ROOTS RECLAIMED: Black Farmers Restoring Land, Legacy, and Community in Hampton Roads

“Roots Reclaimed” is a look into the farmers who are healing land, feeding communities, and rebuilding a legacy nearly lost. Their work is more than farming; it’s reclamation, resilience, and resistance.

By Simone Octavia Stephen

Hampton Roads is one of the earliest agricultural regions in the United States, shaped by fertile coastlines, tidal rivers and centuries of cultivation. It is also the place where, in 1619, the first enslaved Africans were brought to English North America—people selected not only for their labor, but for their agricultural expertise. Their skill in rice production, livestock management and land stewardship reshaped the economic landscape of Virginia and laid the foundation for a farming economy that would endure for generations.

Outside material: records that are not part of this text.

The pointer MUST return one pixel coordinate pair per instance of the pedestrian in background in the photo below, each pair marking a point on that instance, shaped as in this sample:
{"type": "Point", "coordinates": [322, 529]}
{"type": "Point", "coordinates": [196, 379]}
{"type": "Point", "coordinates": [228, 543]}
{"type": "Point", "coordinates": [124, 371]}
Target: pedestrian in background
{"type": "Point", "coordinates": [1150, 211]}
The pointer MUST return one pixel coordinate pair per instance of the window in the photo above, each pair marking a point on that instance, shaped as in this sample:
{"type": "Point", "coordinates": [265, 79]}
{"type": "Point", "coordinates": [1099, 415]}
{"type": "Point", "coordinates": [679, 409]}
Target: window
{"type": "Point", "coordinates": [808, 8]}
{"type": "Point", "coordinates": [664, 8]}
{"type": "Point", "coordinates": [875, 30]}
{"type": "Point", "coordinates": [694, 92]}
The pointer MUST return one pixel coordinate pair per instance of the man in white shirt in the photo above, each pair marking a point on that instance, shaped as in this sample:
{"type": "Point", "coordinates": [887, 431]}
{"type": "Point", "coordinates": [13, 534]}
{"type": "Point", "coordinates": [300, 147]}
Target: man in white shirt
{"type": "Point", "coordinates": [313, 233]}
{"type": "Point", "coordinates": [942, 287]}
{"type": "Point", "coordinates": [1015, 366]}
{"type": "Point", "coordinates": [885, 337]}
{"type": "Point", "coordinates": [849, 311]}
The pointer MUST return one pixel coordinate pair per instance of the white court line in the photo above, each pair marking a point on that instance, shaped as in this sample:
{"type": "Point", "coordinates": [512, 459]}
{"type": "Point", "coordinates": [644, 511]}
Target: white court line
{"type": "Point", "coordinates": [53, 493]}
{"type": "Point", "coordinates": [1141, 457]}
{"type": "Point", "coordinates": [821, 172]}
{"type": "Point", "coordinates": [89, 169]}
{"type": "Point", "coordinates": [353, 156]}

Four hundred years later, the legacy of those agricultural innovators survives, but the presence of Black farmers has nearly disappeared. Black farmers represented 14 percent of all U.S. farmers in 1920. Today, they represent less than 1 percent. Millions of acres once owned by Black families have been lost through discriminatory lending, heirs’ property complications and forced sales.

Despite this steep decline, a small but resilient group of Black farmers in Hampton Roads is reclaiming the region’s agricultural identity—one backyard, one field, one flower bed and one community relationship at a time.

Their work is reshaping how people think about land, food access and what it means to reclaim a history nearly erased.

A FAMILY LEGACY AT CREEKMORE’S PLACE

At Creekmore’s Place in Virginia Beach, the family’s farm story stretches back more than three generations. The stand sits on land surrounded by suburban development, yet its history reflects a time when Black farmers were far more visible in the region.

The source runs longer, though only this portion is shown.